When his son Alexei was first diagnosed with autism at the age of two, Christopher LePoer took some time off work to try to understand why his child couldn’t speak, had highly irregular sleep patterns and walked solely on his toes. After weeks spent ploughing through medical websites and research he came to one unsettling conclusion: scientists didn’t understand either.
He also read that researchers needed brain samples to study the condition, and remembers marvelling at how difficult it must be to collect them. After all, autism, though potentially disabling, isn’t fatal. “I thought, wow, it’s got to be almost impossible for them to get the research materials to find out what they really need,” LePoer says.
Unfortunately, on 13 May this year he suddenly found himself in a position to help them out. At age four, Alexei, the fifth of the LePoer’s seven children, opened a window-screen latch, slipped out of a first-floor window and slid down to the ground. A few minutes later, his body was found in a nearby swimming pool.
A request for Alexei to become an organ donor reminded LePoer of his investigations two years earlier, and he and his wife quickly decided that something good should come out of Alexei’s tragic death.
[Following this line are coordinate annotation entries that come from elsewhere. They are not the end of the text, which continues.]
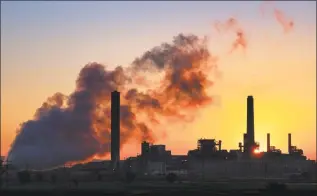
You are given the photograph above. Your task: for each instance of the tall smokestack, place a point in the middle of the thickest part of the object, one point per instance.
(115, 128)
(289, 143)
(268, 142)
(250, 123)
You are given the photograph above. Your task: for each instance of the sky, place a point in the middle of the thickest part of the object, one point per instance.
(45, 44)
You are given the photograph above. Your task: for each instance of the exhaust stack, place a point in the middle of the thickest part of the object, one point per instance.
(268, 143)
(250, 125)
(115, 129)
(289, 143)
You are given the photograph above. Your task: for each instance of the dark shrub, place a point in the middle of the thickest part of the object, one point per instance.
(39, 177)
(99, 177)
(171, 177)
(53, 178)
(276, 187)
(130, 176)
(24, 177)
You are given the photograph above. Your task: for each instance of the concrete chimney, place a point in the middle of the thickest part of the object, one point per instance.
(220, 145)
(289, 143)
(115, 128)
(250, 124)
(268, 143)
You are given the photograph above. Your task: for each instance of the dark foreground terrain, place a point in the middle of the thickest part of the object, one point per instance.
(162, 192)
(164, 189)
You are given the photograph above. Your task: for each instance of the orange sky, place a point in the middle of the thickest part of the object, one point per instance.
(278, 69)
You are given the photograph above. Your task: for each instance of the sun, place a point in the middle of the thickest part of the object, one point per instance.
(256, 151)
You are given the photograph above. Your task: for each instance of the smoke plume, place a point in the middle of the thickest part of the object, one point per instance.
(286, 22)
(76, 127)
(232, 25)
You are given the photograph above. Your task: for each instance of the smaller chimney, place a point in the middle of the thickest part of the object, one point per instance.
(268, 143)
(220, 145)
(289, 143)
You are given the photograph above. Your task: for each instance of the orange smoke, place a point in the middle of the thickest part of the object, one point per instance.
(232, 25)
(287, 23)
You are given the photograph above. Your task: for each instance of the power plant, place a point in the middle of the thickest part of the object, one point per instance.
(210, 159)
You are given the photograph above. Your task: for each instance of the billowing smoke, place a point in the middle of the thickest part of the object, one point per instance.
(286, 22)
(76, 128)
(232, 25)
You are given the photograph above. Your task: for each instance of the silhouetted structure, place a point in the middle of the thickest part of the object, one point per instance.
(115, 128)
(249, 143)
(293, 150)
(268, 143)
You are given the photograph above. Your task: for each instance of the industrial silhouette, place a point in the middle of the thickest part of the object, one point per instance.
(208, 162)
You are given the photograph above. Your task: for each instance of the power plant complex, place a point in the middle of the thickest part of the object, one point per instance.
(209, 160)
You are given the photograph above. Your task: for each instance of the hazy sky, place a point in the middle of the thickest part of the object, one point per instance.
(45, 44)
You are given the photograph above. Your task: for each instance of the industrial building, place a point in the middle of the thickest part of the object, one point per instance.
(209, 160)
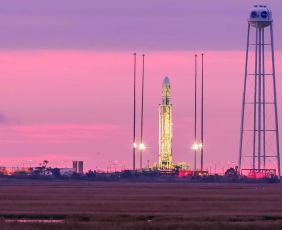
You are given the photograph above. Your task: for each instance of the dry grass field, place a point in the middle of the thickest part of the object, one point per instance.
(119, 205)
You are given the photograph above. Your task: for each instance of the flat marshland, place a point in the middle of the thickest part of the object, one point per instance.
(120, 205)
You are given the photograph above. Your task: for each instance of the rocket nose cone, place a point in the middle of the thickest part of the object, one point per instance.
(166, 81)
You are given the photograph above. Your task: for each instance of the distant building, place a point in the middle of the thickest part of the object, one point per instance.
(78, 166)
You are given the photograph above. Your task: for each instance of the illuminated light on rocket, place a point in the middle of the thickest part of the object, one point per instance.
(165, 128)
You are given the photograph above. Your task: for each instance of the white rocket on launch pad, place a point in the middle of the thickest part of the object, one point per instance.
(165, 128)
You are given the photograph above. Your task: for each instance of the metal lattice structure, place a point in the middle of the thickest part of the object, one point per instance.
(165, 128)
(259, 135)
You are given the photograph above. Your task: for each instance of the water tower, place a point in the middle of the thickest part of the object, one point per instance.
(259, 134)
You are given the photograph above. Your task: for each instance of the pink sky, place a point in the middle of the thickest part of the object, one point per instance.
(77, 105)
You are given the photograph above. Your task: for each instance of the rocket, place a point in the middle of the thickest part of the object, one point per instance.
(166, 91)
(165, 128)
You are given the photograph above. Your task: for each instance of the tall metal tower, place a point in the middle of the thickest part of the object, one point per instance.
(259, 136)
(165, 128)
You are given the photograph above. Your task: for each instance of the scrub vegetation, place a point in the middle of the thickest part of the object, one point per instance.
(119, 205)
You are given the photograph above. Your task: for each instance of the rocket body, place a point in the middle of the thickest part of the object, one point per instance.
(165, 128)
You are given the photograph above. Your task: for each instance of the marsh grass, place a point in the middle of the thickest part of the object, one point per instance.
(151, 206)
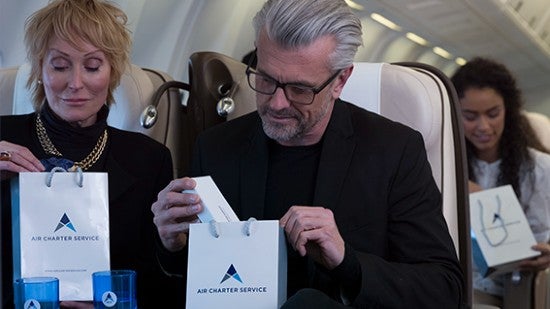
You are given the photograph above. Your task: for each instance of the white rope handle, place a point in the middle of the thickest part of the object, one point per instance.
(79, 174)
(248, 226)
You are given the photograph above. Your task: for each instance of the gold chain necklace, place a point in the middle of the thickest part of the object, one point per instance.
(49, 147)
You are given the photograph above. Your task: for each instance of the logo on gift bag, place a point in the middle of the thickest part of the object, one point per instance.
(65, 222)
(32, 304)
(231, 273)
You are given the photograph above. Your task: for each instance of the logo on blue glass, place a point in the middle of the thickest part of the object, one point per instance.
(65, 222)
(231, 273)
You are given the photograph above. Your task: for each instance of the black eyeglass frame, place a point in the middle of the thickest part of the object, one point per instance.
(251, 71)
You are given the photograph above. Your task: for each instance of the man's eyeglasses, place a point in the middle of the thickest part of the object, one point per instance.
(295, 93)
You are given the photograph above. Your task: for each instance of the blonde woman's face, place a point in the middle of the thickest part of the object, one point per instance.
(76, 81)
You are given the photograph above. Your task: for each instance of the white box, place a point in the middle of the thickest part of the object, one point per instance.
(215, 207)
(501, 235)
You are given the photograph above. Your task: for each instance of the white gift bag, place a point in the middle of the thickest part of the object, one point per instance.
(61, 228)
(236, 265)
(501, 235)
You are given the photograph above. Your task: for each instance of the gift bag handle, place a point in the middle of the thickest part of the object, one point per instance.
(79, 174)
(248, 226)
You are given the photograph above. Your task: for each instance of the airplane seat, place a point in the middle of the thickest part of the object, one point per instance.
(417, 95)
(526, 289)
(541, 125)
(137, 107)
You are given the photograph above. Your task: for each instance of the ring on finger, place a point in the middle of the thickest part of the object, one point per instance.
(5, 155)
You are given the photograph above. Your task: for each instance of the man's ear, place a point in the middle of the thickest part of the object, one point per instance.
(341, 81)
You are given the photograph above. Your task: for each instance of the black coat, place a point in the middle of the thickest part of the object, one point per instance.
(375, 177)
(138, 168)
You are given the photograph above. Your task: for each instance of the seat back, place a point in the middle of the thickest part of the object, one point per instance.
(136, 107)
(422, 97)
(414, 94)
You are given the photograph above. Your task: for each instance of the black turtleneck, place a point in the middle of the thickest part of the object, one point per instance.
(75, 143)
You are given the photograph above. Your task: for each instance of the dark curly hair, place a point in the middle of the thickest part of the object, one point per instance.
(518, 134)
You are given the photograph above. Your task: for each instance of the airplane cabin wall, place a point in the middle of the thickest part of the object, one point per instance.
(167, 32)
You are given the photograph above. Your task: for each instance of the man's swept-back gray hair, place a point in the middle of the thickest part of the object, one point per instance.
(298, 23)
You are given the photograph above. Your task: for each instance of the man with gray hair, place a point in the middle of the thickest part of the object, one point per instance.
(353, 191)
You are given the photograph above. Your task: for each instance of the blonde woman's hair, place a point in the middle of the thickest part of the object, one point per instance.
(97, 22)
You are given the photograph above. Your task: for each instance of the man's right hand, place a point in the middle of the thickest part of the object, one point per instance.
(174, 211)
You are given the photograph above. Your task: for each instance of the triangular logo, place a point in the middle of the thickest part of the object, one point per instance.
(65, 221)
(231, 273)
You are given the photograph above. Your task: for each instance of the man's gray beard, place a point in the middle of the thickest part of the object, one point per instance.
(283, 133)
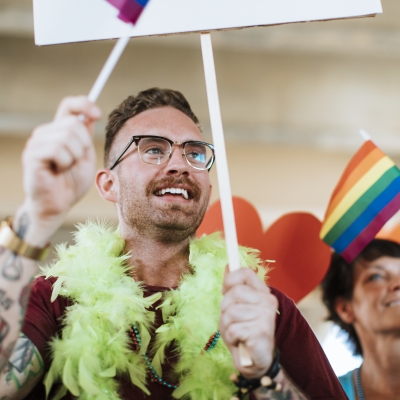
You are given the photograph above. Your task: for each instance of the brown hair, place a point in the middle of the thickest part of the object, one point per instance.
(145, 100)
(339, 282)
Less than 24 hours later, packed in an ice chest carried by a courier, Alexei’s brain was delivered to the Harvard Brain Tissue Resource Center in a nearby Boston suburb.
Harvard University’s brain bank, which is supported by the advocacy group Autism Speaks, is one of only a small handful in the world that collects the brains of people who die with autism. When Alexei’s brain arrived in mid-May, the collection had about 150 samples – the most anywhere. A few weeks later, though, a freezer containing 54 of the autism samples broke and its two alarm systems failed to sound for reasons that are still unknown. By the time the failure was discovered days later, the brains had thawed and were largely ruined.
Fortunately, Alexei’s brain survived, but the malfunction is a tragedy for others: a devastating loss to many families that had donated a deceased loved-one’s brain, and a critical loss to autism researchers. At the current rate of brain collections, it will take a decade or more to recover the amount of research material and time lost, says Carlos Pardo, a neuropathologist and associate professor of neurology at Johns Hopkins University, who has used the collection for his studies into the role of the immune system in autism.
It is resources that scientists and the community could ill afford to lose, leaving the question of what to do next. After all, how can autism researchers possibly recover from losing an invaluable source of material that was already in short supply?
‘Just pathetic’
For every parent who makes the heartbreaking decision to donate their child’s brain to autism research, there are hundreds if not thousands of scientists who are extremely grateful that they have. Studies on donated brains are considered to be the gold standard for understanding the origin and natural course of the condition, as scans don’t have enough resolution to detect any biochemical changes inside living human brains. Animal models can’t help, either. “Mice don’t get autism,” explains Roger Little, a senior advisor at the US National Institute of Mental Health. “The only way we’re truly going to understand diseases [like autism] is to have the tissues in which the diseases occur, as well as healthy control tissues to compare them to.”